What you need to think about when horse trailer shopping:
- Horse size. Extra tall or warmblood? Might need a trailer that is extra tall. Also make sure your horse’s width can fit – this is more of an issue for a slant, but it’s good to keep in mind.
- Slant or straight. This might just boil down to personal preference, or what your horse prefers. And when you are thinking about it, ramp or step up. Again, largely a personal preference here. Do you know what type of trailer your horse has been in before and how he reacted?

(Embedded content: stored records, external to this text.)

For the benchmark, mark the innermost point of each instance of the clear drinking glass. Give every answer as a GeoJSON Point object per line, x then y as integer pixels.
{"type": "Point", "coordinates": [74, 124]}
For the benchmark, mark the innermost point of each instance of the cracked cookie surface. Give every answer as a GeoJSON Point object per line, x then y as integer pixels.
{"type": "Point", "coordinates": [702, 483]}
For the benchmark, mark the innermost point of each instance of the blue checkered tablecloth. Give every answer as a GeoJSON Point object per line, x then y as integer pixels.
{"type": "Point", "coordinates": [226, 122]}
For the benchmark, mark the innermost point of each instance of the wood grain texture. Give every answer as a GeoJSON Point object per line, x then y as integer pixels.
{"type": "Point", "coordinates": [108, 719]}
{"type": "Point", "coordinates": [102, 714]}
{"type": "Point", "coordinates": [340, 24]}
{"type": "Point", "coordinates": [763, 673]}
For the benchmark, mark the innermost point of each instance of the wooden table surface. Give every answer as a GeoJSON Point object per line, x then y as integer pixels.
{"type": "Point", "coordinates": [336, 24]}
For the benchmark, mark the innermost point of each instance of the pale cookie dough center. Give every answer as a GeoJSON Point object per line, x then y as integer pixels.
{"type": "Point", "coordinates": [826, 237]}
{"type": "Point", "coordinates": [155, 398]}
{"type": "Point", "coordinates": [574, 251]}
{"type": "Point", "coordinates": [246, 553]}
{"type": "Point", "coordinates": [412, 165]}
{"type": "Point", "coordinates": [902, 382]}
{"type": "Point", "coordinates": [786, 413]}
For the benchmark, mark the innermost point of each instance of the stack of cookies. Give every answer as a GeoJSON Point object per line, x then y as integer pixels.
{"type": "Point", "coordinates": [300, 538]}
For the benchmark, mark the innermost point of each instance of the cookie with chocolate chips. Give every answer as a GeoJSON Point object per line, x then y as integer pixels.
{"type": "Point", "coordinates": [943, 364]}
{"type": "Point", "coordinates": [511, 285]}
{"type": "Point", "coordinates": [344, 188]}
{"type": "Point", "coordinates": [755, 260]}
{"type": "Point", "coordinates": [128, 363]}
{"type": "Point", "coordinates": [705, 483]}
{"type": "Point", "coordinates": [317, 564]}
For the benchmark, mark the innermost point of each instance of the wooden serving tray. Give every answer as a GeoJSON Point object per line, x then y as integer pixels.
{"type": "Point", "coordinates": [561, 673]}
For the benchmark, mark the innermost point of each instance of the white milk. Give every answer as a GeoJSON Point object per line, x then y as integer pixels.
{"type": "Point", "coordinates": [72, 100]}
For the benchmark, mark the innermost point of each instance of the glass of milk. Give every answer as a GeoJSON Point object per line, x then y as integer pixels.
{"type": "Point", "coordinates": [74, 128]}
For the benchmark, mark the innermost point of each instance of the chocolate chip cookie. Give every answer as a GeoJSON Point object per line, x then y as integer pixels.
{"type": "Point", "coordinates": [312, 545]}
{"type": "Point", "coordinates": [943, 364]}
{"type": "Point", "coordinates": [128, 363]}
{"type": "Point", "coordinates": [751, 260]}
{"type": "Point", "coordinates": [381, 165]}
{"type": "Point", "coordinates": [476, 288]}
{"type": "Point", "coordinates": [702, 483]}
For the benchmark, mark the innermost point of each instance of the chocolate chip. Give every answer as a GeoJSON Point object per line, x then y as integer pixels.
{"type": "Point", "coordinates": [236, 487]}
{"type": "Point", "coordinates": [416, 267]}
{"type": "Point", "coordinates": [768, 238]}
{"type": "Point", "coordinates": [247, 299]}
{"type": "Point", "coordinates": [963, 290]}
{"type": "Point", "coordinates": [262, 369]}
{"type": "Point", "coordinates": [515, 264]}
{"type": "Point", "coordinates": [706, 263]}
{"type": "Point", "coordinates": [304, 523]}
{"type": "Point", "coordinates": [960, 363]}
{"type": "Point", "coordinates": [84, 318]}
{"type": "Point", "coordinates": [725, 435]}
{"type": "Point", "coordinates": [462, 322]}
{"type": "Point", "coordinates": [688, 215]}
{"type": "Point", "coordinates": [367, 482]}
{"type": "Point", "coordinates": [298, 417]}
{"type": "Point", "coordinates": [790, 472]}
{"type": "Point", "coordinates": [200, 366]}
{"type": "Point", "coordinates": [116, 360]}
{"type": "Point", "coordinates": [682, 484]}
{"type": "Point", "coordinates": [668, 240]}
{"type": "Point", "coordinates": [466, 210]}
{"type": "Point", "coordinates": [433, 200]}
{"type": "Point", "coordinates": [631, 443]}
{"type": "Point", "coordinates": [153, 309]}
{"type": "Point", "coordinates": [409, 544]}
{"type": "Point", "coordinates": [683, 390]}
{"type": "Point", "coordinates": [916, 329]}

- Think about the overall length and size of the rig. You might find that in your state, you will be required to have a commercial driver’s license (CDL). This is typically related to how big your rig is. You might also find that you need an electronic logging device (ELD), but this is largely determined by the reason you are hauling horses – for a business or not.
- Reason for getting a trailer. Is this strictly for emergency evacuations? Or are you showing every week? If you are showing, are you working out of the trailer or getting a show stall? If you get a show grooming stall, you might be able to get away with a smaller tack room. Will you be camping at the shows and need the living quarters?
A small tack room can be plenty of space!
And then think about the safety features you want in a horse trailer.
- The separation between the stalls in the trailer is safest when it’s all the way to the ground. Horses like to shuffle, some like to kick, some really dislike their travel buddy. A physical barrier can be ideal.
- Windows come in all configurations. It’s part personal preference and budget here, but think long and hard about windows or slats without screens.
- The floor material might depend on where you live. Some floors can be treated with a grippy protective surface like you would treat the bed of your truck. All floors benefit from mats.
- Bells and whistles are nice, too. Interior lights, fancy saddle racks, top of the line rims, custom paint.
But perhaps the most important thing is that your horse will easily load and be comfortable. Part of that comfort comes from what trailer you buy, and another part comes from your training of him to load easily and willingly. Happy horse trailer shopping!